Das darf nicht gegen ihn sprechen. Ohne Irrtum keine Erkenntnis. Spricht es gegen seine Methode? Nein. Seine Methode bestand darin, das Verhalten von Menschen algorithmisch zu simulieren. Er hat zunächst fast im Alleingang eine Art „Sim City“ der Epidemiologie gebaut. Das zeugt von Intelligenz, Leidenschaft, Frustrationstoleranz und Neugier. Die Komplexität des Unterfangens mag man für Selbstüberschätzung halten. Sein Code ist typisch für Programmierer, die ohne Druck durch Kunden oder Kollegen einem interessanten Problem, dessen Komplexität sie unterschätzen, alles unterordnen: Er ist unlesbar, voller Fehler, ohne Tests und letztlich unbrauchbar.

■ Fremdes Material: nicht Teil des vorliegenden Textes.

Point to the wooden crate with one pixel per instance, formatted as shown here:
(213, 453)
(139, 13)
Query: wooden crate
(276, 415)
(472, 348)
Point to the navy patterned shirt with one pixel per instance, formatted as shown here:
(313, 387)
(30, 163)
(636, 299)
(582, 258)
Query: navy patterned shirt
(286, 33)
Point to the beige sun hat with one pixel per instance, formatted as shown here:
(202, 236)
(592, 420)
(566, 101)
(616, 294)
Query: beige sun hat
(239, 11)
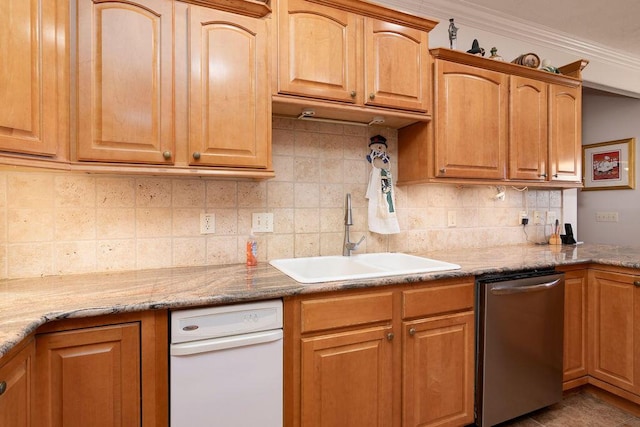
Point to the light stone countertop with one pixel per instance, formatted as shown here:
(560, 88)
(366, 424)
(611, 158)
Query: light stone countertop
(25, 304)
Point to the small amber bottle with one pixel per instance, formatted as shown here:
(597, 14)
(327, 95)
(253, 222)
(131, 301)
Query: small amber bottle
(252, 250)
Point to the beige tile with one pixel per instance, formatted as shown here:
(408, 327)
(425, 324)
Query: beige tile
(186, 222)
(280, 194)
(75, 257)
(153, 253)
(116, 255)
(223, 250)
(307, 169)
(115, 223)
(75, 224)
(307, 220)
(188, 193)
(252, 194)
(307, 244)
(153, 192)
(221, 194)
(75, 190)
(306, 195)
(30, 260)
(29, 225)
(30, 190)
(283, 142)
(153, 222)
(280, 246)
(115, 192)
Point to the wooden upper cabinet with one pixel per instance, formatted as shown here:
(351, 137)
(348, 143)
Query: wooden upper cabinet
(471, 121)
(125, 81)
(565, 133)
(29, 76)
(229, 95)
(317, 54)
(396, 66)
(528, 135)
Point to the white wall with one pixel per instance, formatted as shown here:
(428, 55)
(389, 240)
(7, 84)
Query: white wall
(608, 117)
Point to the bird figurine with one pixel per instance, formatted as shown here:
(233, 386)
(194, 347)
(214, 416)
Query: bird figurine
(476, 49)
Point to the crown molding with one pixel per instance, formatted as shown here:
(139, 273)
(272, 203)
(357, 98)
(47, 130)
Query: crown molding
(515, 28)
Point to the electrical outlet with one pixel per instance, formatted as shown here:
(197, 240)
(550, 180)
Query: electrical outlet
(522, 215)
(207, 223)
(262, 222)
(451, 219)
(537, 218)
(551, 217)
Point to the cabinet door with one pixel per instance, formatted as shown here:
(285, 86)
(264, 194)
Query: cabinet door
(614, 329)
(528, 136)
(438, 376)
(125, 81)
(575, 325)
(565, 121)
(229, 92)
(89, 377)
(317, 51)
(28, 77)
(347, 379)
(471, 122)
(16, 380)
(396, 66)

Diese Selbstüberschätzung ist im Individuellen günstig: Sie spornt Innovation an. Problematisch ist das Hebeln dieser Selbstüberschätzung zur Institutionenüberschätzung, der politischen Hybris. Ein Code, der sich bei jeder konkreten unternehmerischen Verwendung als unbrauchbar erwiesen hätte, wurde zum Entscheidungsmodell – komplex genug, um als „wissenschaftlich“ zu beeindrucken, simpel genug, um überhaupt in Algorithmen gepackt zu werden. Als Erkenntnisweg eines einzelnen Freaks wäre die Sache großartig gewesen – denn solche Spinner bringen die Welt weiter.